KeywordsAspergillus niger Biorecovery Extracellular polymeric substances Fluorescence quenching Cobalt Nickel Oxalate
Microorganisms can play an important role in both the remediation and biorecovery of metals (Gadd 2010; Liang and Gadd 2017). Although metals cannot be degraded into harmless compounds, their chemical form, mobility, toxicity, and bioavailability can be changed via the growth, metabolism, and metabolic products of microorganisms (Peng et al. 2018). Metal immobilization or recovery from solution can be achieved by bioprecipitation where metals are transformed from soluble species to insoluble compounds, such as oxides, carbonates, phosphates, oxalates, and sulfides (Haferburg and Kothe 2007; Tsezos 2009; Gadd et al. 2014; Liang and Gadd 2017). For example, Fe, Zn, and Cd in wastewater showed more than 99% precipitation rates in downflow fluidized bed reactors containing sulfate-reducing bacteria (SRB) (Gallegos-Garcia et al. 2009). Biological sulfide precipitation combined with solvent extraction can even result in nanosized metal sulfides for biorecovery (Nanusha et al. 2019). Microbially induced calcite precipitation (MICP) is also a promising biotechnology for recovery or immobilization of metals from wastewater or groundwater (Li et al. 2014; Li and Gadd 2017a, b; Kumari et al. 2016; Zhu and Dittrich 2016; Torres-Aravena et al. 2018).
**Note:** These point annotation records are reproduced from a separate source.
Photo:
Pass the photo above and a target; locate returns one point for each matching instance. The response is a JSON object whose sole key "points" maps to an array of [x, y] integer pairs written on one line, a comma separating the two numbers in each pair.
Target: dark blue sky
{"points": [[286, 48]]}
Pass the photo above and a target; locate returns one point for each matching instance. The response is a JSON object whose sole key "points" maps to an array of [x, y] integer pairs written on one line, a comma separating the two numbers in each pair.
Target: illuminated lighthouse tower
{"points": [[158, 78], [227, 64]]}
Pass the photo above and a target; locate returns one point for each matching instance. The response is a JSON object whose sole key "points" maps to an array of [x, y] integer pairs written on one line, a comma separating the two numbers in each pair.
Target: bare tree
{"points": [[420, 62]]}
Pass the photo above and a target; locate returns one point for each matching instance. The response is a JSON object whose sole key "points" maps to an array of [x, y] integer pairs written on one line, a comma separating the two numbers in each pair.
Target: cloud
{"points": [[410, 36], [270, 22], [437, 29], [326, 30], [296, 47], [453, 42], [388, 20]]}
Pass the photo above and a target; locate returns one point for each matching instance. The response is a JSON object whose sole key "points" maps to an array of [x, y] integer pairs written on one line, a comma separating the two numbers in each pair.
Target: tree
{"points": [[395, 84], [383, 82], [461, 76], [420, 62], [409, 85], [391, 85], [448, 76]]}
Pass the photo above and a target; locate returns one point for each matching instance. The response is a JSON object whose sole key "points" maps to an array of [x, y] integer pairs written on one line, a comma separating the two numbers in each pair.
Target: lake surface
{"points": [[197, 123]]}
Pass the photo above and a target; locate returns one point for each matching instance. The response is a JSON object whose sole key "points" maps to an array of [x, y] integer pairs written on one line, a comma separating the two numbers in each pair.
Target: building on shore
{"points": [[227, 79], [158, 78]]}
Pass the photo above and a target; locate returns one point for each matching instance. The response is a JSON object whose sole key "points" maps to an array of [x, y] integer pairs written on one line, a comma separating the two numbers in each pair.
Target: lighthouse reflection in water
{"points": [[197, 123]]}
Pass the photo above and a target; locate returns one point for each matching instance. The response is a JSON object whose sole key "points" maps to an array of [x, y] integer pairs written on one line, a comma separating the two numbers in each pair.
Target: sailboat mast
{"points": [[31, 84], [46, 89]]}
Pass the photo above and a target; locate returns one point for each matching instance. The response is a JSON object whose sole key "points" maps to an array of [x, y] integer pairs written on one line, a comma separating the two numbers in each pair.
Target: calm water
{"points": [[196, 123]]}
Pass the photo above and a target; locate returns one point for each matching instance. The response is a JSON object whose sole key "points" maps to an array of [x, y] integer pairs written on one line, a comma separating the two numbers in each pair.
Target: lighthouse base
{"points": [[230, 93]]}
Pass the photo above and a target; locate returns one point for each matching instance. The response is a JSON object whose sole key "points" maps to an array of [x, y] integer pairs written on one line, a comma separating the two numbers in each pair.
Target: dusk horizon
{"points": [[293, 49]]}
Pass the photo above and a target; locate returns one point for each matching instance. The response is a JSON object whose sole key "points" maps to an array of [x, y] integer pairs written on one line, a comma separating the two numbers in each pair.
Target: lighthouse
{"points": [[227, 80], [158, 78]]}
A total of 61% of calcium and 56% of strontium precipitation rates were obtained in porous media reactors via MICP mediated by the bacterium Sporosarcina pasteurii (Lauchnor et al. 2013). Calcium recovery of more than 90% was achieved from a calcium-rich industrial wastewater using bacterial MICP (Hammes et al. 2003). Supernatants obtained from ureolytic fungi are also very efficient in forming copper and other metal carbonate nanoparticles for biorecovery (Li et al. 2014, 2015, 2019; Li and Gadd, 2017a, b; Liu et al. 2019).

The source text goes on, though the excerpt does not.